Tu sei qui

REVIEW I Heart Ibiza OpenLab opening party

OpenLab experiments with cerebral tunings of electronica



Heart Ibiza is the kind of clubbing lair that urges you to adorn your slickest threads, but altitude breaking high heels are a thing of the past for me since I lost the skills to rock them. To witness me in a pair of heels is like observing a rare astronomical event, so to chuck on a set of four-inch bad boys was a pretty big deal, especially with a music billing that included electronic dance music wardens, Nathan Fake and Robert Miles. I was hoping I wasn't going to end up head deep in a champagne ice cooler.

With OpenLab's unique concept, we've got another Heart Ibiza venture that's got a firm footing in pushing innovation and creativity. Andy Baxter and Robert Miles are your main men behind the night, which is from Ibiza's premiere alternative radio station of the same name, in collaboration with Dilemme Ibiza and Ibiza People. Before I'd had a chance to get in there among it, I heard it pitted as cerebral dance music, and this description found itself to be spot on, especially when heard reverberating across the venue's walls, which were lit with Oliver Cartwright's live visuals. Also on stage, while Dance Spirit's focus was dexterously tuned to the melodic flavours of electronica, you had an artist sat pushing a pencil through its paces and I'm not entirely sure what ended up on his A3 spread. It was a heavily mixed crowd. You had your stag do to the right, sexy young hotshots all over, and an older generation Serbian eccentric who I spent enough time with to earn him the Sugar Daddy title. I tried to mimic a bit of the pro dancers' stage sensuality, and then remembered my heel game is absolute nonsense, so stuck to eyeballing the absorbing 3D visuals that chucked you into jungles and waves and other earthly elements.

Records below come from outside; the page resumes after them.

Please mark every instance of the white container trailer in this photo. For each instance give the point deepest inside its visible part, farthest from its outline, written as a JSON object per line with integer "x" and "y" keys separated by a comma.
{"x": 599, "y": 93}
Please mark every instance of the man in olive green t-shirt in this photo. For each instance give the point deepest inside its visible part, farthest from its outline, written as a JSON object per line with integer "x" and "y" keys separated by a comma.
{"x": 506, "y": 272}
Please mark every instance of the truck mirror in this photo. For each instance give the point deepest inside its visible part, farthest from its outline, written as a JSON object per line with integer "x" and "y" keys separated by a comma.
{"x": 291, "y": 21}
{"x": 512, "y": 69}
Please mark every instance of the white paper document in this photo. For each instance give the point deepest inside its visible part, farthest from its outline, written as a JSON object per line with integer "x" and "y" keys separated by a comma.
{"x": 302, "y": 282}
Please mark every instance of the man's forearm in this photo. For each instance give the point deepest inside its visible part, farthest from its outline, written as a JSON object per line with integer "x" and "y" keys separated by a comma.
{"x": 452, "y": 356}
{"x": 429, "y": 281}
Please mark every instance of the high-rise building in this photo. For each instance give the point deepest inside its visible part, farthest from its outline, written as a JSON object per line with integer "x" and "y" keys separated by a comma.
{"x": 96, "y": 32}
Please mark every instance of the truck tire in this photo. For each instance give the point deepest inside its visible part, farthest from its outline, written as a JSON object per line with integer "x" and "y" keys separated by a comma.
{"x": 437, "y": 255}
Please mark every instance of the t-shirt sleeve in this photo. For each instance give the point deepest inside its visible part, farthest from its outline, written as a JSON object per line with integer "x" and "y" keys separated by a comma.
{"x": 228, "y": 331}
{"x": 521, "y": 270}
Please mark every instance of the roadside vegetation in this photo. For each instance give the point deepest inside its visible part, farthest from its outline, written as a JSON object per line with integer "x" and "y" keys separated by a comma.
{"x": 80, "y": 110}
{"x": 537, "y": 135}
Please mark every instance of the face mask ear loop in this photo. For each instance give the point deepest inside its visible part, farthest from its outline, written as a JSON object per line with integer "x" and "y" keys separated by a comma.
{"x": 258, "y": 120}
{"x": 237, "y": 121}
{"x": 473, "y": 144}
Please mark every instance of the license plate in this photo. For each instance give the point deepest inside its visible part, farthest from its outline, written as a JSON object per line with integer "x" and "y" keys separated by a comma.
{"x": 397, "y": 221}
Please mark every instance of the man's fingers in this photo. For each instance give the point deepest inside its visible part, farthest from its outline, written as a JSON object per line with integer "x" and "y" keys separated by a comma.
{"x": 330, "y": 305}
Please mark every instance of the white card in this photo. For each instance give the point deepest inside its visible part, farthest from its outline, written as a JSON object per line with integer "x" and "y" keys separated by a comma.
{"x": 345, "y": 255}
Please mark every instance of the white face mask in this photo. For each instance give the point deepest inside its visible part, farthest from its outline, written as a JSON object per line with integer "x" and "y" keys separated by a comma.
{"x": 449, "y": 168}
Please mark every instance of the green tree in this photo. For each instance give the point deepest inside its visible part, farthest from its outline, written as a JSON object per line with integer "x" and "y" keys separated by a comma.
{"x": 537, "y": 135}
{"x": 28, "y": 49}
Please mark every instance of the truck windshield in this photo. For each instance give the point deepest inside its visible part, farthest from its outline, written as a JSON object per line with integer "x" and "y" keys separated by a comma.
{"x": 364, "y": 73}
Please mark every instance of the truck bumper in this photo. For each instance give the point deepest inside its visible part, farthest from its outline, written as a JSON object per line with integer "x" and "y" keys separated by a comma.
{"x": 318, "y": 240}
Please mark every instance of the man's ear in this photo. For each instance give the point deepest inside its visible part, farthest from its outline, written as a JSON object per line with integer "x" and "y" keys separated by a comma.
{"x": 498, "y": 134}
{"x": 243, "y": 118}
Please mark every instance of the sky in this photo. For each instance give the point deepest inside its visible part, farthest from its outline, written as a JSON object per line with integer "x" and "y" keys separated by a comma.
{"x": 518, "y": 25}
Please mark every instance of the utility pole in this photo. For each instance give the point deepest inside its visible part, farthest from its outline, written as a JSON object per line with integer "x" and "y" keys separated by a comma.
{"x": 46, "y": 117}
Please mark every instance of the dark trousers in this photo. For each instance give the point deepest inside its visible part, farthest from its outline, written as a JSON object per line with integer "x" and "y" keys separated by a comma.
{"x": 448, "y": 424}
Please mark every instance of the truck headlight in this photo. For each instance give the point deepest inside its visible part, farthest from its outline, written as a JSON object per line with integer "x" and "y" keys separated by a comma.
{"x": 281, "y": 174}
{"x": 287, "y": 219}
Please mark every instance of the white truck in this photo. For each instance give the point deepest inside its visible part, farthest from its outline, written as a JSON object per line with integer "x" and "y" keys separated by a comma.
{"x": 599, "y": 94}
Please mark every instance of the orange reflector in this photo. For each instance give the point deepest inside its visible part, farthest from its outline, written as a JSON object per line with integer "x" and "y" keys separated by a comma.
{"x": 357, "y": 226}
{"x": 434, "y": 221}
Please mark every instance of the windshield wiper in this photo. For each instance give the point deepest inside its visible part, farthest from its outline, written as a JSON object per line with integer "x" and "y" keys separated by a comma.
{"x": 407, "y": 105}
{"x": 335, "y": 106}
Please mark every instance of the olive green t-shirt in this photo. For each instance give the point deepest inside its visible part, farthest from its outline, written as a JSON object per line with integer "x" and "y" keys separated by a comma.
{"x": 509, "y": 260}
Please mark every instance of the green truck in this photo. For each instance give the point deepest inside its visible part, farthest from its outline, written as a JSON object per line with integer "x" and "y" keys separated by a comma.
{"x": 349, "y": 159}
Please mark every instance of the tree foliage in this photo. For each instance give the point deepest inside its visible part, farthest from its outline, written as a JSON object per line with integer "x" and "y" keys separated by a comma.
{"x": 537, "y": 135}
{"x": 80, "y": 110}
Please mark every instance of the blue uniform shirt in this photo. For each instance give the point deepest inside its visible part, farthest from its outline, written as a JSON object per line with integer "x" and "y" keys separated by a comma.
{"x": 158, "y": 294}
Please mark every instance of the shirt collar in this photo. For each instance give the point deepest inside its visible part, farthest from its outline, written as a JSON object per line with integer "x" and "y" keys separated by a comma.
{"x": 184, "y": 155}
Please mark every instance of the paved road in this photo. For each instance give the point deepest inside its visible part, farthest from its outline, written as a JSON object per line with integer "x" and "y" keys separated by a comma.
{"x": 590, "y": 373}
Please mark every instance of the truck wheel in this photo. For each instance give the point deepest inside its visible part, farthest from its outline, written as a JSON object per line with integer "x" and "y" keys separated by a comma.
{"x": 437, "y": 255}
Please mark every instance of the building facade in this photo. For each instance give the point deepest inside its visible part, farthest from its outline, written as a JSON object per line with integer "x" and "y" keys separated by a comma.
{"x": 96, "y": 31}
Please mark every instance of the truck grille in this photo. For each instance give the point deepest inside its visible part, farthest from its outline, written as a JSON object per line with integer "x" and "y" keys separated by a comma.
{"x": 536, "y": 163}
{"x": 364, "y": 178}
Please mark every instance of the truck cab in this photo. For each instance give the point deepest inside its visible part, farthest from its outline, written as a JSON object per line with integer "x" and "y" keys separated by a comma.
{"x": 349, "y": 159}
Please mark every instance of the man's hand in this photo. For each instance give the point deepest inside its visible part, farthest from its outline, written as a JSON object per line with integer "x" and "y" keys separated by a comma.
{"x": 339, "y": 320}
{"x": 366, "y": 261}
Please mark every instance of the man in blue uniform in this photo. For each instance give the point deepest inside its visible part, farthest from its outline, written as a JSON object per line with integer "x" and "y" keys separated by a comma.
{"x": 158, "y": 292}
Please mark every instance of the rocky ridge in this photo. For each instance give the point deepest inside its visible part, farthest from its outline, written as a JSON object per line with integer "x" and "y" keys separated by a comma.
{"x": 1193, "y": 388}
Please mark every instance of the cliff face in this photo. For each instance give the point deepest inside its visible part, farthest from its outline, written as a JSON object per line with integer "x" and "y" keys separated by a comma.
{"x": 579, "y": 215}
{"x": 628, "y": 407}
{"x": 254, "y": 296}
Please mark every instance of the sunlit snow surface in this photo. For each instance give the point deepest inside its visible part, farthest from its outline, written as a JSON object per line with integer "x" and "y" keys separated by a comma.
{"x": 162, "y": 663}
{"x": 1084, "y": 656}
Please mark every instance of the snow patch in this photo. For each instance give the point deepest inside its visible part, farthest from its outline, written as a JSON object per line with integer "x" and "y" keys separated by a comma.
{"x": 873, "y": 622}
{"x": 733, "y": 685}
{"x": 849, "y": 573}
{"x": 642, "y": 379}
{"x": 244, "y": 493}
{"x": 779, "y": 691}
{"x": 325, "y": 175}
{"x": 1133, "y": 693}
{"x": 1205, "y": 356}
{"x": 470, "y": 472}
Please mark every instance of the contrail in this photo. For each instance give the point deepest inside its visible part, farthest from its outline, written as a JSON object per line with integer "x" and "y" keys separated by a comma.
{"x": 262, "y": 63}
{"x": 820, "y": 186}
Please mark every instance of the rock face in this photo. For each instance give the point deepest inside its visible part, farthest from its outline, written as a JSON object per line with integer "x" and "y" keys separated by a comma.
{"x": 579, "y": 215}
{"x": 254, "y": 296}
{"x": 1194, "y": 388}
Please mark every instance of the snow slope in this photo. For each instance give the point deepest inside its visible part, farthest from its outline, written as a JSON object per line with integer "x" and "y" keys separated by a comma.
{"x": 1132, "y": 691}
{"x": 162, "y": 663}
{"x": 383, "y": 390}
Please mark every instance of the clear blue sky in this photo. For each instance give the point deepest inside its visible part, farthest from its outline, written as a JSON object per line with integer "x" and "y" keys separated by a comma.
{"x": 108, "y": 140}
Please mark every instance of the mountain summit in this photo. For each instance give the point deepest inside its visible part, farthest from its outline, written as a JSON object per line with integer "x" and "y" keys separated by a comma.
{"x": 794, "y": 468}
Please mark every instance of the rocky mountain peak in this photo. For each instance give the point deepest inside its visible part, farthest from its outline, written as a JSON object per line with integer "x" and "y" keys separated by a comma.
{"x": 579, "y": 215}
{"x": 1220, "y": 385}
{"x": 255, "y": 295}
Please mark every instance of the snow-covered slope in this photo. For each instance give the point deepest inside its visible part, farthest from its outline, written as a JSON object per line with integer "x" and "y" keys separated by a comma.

Dance Spirit increased the tempo before Nathan Fake took control with a higher octane pace that embodied deeper, heavier pulsations - his set was an edgily experimental monster. He's a visual feast when in control of the wires, with ninja brick-breaking head slams, and when you see them getting off to their electronic tricks, you're right behind them with the energy buzz. Fake left the zone to make way for resident, Robert Miles, to a good channeling of whoops and whistles. It was time for the final hour. The floor in front of the booth had quietened, but what he had left was a crowd willing to let themselves go a little looser, which is the best kind in my book of characters. Self-consciousness should be left at the door and it appeared that none of this lot suffered such a disorder. He cranked out the tunes on various levels, with the melodic being spliced in with acid turns - a flavour right up my dance alley. Admittedly, my knowledge of Miles as a craftsman doesn't go much beyond that inescapable '90s classic, 'Children', but he's getting put on my hitlist for future sessions.

OpenLab opened with aplomb and it's got a cracking line-up over the season. So if you lean to cerebral forms of dance music sessions, it's well worth a peek to engage the grey matter.